Bio: Kai Sheng is a Research Scientist at Meta working on inference efficiency for on-device LLMs. Prior to Meta, he received his Ph.D. in CS from Stanford, focusing on algorithms and architectures for resource efficient machine learning.
Supplementary Reading: [paper 1] [paper 2]
[slides]
Ram Sriharsha, CTO, Pinecone
Date: Monday October 28 (virtual)
Abstract: Large Language Models have emerged into mainstream over the last few years. While they have demonstrated some huge successes already, they have also had challenges with hallucinations, difficulty with dealing with new knowledge and in retrieving relevant, accurate knowledge for downstream tasks. In this talk, we will provide a brief overview of the problem, and discuss a promising approach to solving these problems through what is known as Retrieval Augmented Generation (RAG). Alongside, we will also introduce vector databases, what makes them different from traditional databases and how they fit into RAG.
Bio: Dr. Ram Sriharsha is the CTO at Pinecone. At Pinecone, Ram is responsible for overseeing the company’s technical direction in both engineering and research. Prior to joining Pinecone, Ram held numerous senior positions at some of the most well-known companies in the tech industry. Most recently, he was Vice President of Engineering at Splunk. Before that, he was a product and engineering lead at Databricks for their unified analytics platform for genomics. Some years after receiving a PhD in Physics from the University of Maryland, Ram was a Principal Software Engineer and later a Principal Research Scientist at Yahoo.

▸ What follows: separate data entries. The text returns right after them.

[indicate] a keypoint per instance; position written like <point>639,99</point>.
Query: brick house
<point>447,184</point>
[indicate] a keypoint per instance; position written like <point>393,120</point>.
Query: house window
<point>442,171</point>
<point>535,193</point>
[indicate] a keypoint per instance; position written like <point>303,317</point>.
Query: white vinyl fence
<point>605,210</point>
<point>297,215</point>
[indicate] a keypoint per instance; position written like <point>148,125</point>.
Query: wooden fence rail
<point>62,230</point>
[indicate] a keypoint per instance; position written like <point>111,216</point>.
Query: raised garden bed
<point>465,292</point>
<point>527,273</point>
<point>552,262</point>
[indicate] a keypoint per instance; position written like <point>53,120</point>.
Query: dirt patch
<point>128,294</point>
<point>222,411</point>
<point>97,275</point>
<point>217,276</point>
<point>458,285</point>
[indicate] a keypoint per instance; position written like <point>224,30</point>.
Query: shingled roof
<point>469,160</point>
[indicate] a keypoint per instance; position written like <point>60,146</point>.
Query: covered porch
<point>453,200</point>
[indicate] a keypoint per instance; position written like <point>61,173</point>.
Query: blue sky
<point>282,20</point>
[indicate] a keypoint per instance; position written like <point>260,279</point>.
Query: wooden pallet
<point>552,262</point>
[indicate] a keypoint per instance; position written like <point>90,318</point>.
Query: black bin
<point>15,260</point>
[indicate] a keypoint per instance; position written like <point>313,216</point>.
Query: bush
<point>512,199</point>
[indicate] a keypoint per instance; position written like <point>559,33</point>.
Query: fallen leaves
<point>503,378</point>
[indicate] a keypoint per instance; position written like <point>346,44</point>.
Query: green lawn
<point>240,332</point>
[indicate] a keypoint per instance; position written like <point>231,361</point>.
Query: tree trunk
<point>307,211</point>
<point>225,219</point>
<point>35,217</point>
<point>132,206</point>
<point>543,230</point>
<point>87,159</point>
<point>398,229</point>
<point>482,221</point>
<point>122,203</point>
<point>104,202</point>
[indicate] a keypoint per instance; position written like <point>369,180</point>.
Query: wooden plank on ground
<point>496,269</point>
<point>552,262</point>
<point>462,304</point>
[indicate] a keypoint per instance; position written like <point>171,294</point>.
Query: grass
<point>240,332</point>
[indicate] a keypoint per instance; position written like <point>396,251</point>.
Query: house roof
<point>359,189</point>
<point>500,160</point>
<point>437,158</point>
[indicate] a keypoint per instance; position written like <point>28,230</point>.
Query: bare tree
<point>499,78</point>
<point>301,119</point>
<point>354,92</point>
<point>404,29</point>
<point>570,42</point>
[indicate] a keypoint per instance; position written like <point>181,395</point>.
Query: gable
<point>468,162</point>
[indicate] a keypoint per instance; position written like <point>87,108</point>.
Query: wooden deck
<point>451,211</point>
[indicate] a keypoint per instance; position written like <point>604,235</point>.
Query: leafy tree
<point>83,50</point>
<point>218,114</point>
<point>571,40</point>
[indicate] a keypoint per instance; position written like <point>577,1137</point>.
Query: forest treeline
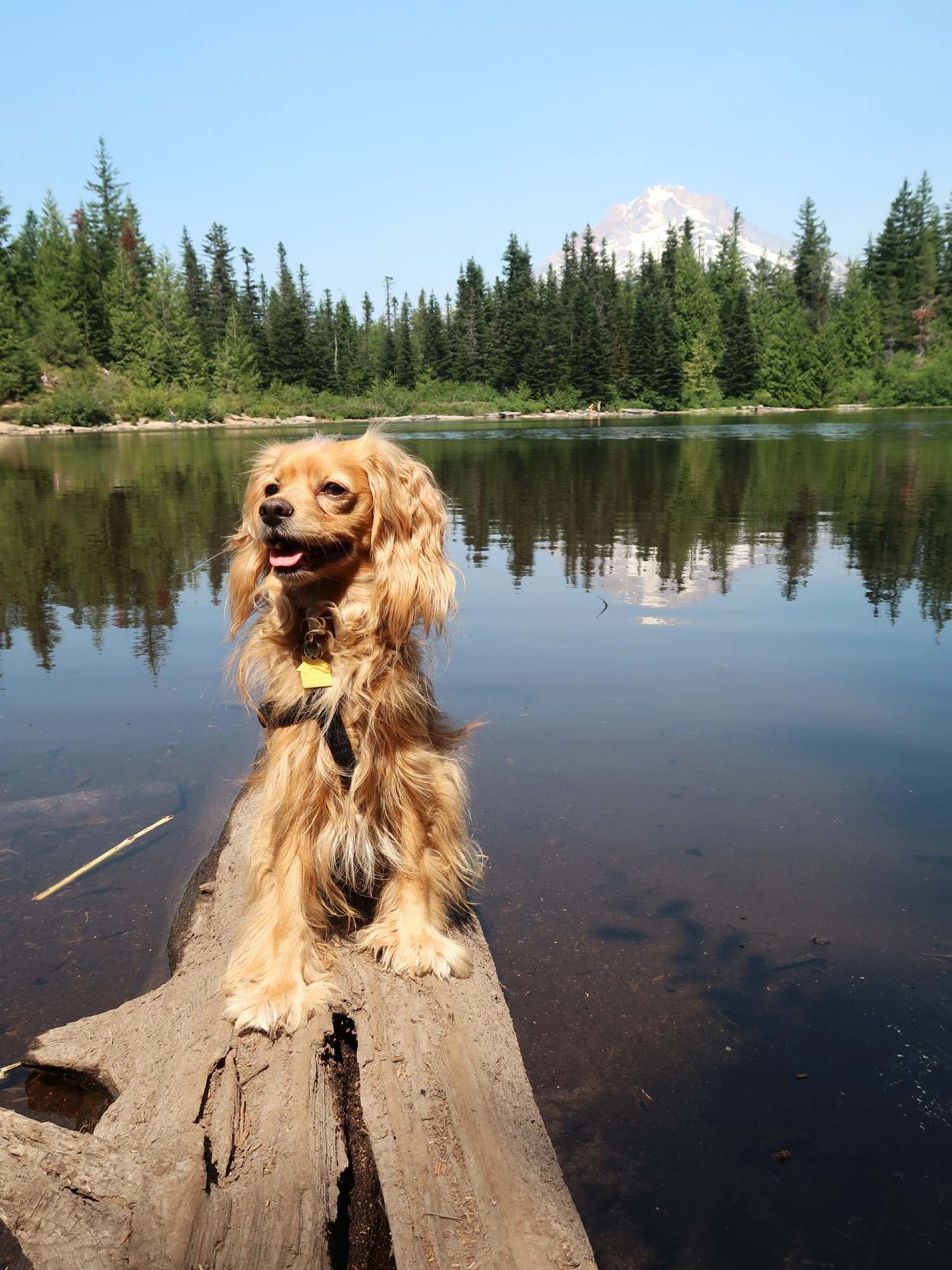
<point>96,535</point>
<point>96,323</point>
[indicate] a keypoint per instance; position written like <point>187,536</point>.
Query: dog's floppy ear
<point>414,582</point>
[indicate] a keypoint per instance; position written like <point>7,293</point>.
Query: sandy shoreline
<point>304,421</point>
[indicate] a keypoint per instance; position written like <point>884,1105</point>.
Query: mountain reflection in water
<point>713,789</point>
<point>112,529</point>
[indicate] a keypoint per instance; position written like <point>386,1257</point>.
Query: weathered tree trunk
<point>400,1130</point>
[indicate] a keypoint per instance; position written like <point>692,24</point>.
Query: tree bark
<point>398,1130</point>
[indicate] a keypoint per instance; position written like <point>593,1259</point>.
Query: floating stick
<point>98,860</point>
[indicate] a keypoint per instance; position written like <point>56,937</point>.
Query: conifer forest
<point>97,324</point>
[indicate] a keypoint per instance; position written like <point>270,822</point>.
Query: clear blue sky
<point>404,138</point>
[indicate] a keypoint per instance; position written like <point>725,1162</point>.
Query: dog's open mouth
<point>303,557</point>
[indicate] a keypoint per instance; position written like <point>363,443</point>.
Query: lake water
<point>714,788</point>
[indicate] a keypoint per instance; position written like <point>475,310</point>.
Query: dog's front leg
<point>279,972</point>
<point>409,930</point>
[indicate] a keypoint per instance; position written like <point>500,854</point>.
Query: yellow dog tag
<point>315,674</point>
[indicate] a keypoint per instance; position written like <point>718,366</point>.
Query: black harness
<point>336,732</point>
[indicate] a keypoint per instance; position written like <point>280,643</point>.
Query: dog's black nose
<point>274,511</point>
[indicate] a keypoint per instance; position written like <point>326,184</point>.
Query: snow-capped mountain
<point>644,223</point>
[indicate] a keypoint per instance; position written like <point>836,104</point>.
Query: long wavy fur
<point>400,832</point>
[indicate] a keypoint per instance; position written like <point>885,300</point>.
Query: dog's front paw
<point>416,949</point>
<point>272,1008</point>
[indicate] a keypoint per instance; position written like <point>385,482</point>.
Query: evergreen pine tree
<point>812,264</point>
<point>20,370</point>
<point>738,370</point>
<point>699,330</point>
<point>253,316</point>
<point>857,323</point>
<point>197,294</point>
<point>288,333</point>
<point>221,289</point>
<point>404,369</point>
<point>469,328</point>
<point>644,346</point>
<point>513,336</point>
<point>235,360</point>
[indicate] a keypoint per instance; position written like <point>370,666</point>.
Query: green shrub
<point>78,403</point>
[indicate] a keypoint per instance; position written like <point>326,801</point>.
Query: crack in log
<point>359,1239</point>
<point>12,1255</point>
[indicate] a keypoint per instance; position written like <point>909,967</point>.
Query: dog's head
<point>322,515</point>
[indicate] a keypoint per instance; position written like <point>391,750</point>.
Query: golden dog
<point>338,573</point>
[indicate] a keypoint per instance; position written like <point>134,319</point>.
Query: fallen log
<point>398,1130</point>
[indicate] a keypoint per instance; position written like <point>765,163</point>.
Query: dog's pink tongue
<point>285,562</point>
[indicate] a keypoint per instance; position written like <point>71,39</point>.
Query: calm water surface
<point>714,665</point>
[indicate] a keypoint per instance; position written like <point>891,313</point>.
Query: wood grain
<point>227,1153</point>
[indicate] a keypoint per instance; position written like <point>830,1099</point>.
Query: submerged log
<point>398,1130</point>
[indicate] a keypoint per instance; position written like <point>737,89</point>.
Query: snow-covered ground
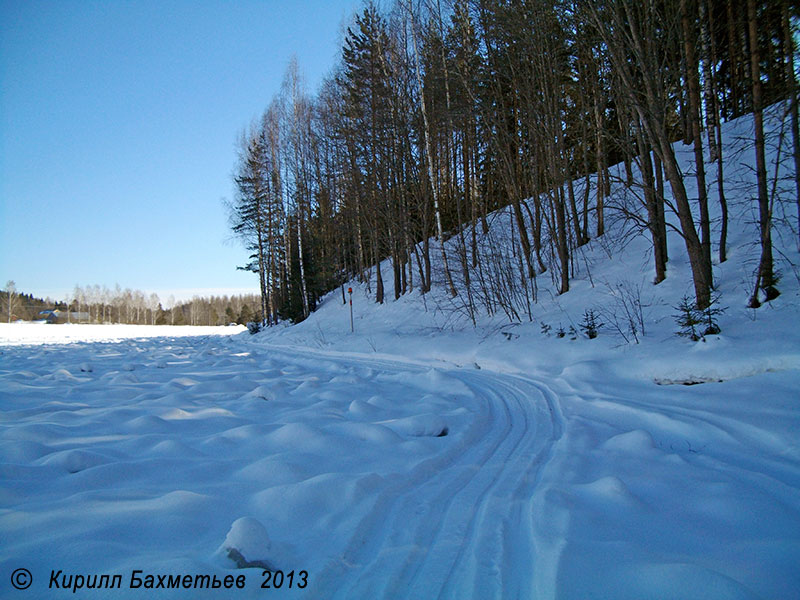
<point>420,457</point>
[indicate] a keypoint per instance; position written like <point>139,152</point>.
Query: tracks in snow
<point>465,523</point>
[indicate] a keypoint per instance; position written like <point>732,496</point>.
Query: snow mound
<point>247,544</point>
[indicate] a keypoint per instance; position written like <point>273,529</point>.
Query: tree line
<point>99,304</point>
<point>438,114</point>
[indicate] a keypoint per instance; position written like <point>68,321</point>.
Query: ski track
<point>466,518</point>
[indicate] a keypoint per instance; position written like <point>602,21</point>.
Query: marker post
<point>350,291</point>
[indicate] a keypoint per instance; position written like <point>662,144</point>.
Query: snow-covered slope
<point>419,457</point>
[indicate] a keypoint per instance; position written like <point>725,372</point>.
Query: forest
<point>99,304</point>
<point>438,112</point>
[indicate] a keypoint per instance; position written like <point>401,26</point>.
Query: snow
<point>421,457</point>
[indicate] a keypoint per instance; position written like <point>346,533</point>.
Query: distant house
<point>63,316</point>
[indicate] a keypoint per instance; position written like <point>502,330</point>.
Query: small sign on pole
<point>350,291</point>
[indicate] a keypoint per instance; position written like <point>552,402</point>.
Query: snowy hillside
<point>422,457</point>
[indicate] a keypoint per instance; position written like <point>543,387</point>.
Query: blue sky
<point>118,122</point>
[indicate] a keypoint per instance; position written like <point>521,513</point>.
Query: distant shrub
<point>590,324</point>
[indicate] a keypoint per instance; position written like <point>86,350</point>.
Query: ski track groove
<point>447,550</point>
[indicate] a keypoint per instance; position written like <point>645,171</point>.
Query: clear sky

Supplementary Reading: [paper 1] [paper 2] [blog post]
Thang Luong, Senior Staff Research Scientist, Google DeepMind
Title: Towards AI Superhuman Reasoning for Math and beyond
Date: Monday November 4 (virtual)
Abstract: In this talk, I will discuss the recent advances in AI for Math such as AlphaGeometry and AlphaProof. Through the talk, I will also share my perspective on the future of AI and hint towards a bigger picture of advancing reasoning capabilities of existing AI systems.
Bio: Thang Luong is currently a Senior Staff Research Scientist and Senior Manager at Google DeepMind, formerly Google Brain. He obtained his PhD in Computer Science from Stanford University in 2016, during which he pioneered the field of deep learning for machine translation. At Google, Dr. Luong built state-of-the-art models in both language and vision such as ELECTRA and NoisyStudent. He co-founded Project Meena, which debuted the world’s best chatbot in 2020 and later became Google LaMDA chatbot in 2021. Dr. Luong has been co-leading the development of Bard Multimodality since 2022 and is the principal investigator of the AlphaGeometry project (published in Nature, 2024) that solves Olympiad-level geometry problems and competes at the International Mathematical Olympiad (IMO). Recently, he led the Superhuman Reasoning team at Google to build the first AI that reached Silver medalist level at IMO 2024.